Detailed explanation of LRU algorithm

Posted by dewknight on Mon, 20 Sep 2021 00:24:27 +0200

Conceptual understanding

1.LRU is the abbreviation of Least Recently Used, that is, the Least Recently Used page replacement algorithm. It serves the virtual page storage management and makes decisions according to the usage of pages after they are transferred into memory. Since it is impossible to predict the future usage of each page, only the "recent past" can be used as the approximation of the "recent future". Therefore, the LRU algorithm is to eliminate the most recently unused pages.

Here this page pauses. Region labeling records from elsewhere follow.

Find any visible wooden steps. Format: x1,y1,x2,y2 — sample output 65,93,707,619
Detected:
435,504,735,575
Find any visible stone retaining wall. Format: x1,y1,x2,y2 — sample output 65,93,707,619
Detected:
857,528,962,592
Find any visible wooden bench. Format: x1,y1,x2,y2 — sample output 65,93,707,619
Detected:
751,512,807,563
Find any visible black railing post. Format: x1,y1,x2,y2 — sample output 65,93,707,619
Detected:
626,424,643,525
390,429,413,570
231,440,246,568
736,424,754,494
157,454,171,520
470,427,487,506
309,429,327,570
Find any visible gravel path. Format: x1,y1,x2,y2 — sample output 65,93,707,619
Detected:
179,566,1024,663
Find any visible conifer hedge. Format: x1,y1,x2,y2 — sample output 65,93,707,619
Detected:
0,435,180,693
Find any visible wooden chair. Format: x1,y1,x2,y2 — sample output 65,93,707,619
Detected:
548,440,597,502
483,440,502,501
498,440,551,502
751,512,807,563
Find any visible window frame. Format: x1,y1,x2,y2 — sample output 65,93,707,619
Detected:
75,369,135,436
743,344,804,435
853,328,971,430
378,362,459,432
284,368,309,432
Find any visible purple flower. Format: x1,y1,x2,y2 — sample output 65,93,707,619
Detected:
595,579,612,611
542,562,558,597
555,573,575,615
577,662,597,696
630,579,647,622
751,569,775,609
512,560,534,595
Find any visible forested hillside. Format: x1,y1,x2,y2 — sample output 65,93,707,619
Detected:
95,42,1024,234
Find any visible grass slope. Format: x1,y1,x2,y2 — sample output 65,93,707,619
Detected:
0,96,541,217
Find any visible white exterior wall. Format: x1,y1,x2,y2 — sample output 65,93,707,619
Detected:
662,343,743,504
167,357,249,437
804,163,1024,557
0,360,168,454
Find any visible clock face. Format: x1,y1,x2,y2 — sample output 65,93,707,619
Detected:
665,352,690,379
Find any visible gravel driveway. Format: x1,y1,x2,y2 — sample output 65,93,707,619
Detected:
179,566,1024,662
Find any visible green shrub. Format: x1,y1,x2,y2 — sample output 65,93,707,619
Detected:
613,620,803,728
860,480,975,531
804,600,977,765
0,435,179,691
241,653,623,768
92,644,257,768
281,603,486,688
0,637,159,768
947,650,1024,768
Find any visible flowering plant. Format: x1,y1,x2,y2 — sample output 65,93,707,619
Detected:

2. I learned the strategy of eliminating old content when there is not enough memory in the operating system course. LRU... Least Recent Used, eliminate the least frequently used. Two more sentences can be added, because in the computer architecture, the largest and most reliable storage is the hard disk. It has a large capacity and the content can be solidified, but the access speed is very slow, so it is necessary to load the used content into the memory; The memory speed is very fast, but the capacity is limited, and the content will be lost after power failure. In order to further improve the performance, there are concepts such as L1 Cache and L2 Cache inside the CPU. Because the faster the speed, the higher the unit cost and the smaller the capacity, the new content is constantly loaded, and the old content must be eliminated, so there is such a use background.

LRU principle

A special stack can be used to save the page numbers of each page currently in use.

When a new process accesses a page, it pushes the page number into the top of the stack, and other page numbers move to the bottom of the stack,

If there is not enough memory, the page number at the bottom of the stack is removed.

In this way, the top of the stack is always the number of the most recently accessed page, and the bottom of the stack is the page number of the most recently accessed page.

In the general standard operating system textbook, the LRU principle will be demonstrated in the following way. Assuming that the memory can only accommodate 3 pages, the pages will be accessed in the order of 7 01 2 03 04. Suppose that the memory describes the access time in the way of stack. In the upper part, it is the most recently accessed, and in the lower part, it is the farthest accessed. This is how the LRU works.

However, if we design a cache based on LRU, there may be many problems in this design. This memory is sorted according to the access time, and there will be a large number of memory copy operations, so the performance is certainly unacceptable.

Then, how to design an LRU cache so that the insertion and removal are O(1). We need to maintain the access order, but it can not be reflected through the real sorting in memory. One scheme is to use a two-way linked list.

Implementation of LRU based on HashMap and bidirectional linked list

LinkedHashmap in Java has well implemented the hash linked list. It should be noted that this section is not thread safe. To be thread safe, you need to add the synchronized modifier.

The overall design idea is that you can use HashMap to store keys, so that the time of save and get key s is O(1), and the Value of HashMap points to the Node of LRU realized by two-way linked list, as shown in the figure.

RU storage is implemented based on bidirectional linked list. The following figure demonstrates its principle. Where h represents the header of the bidirectional linked list and t represents the tail. First, set the capacity of LRU in advance. If the storage is full, the tail of the two-way linked list can be eliminated in O(1) time. Each time data is added and accessed, new nodes can be added to the opposite head through O(1) efficiency, or existing nodes can be moved to the head of the team.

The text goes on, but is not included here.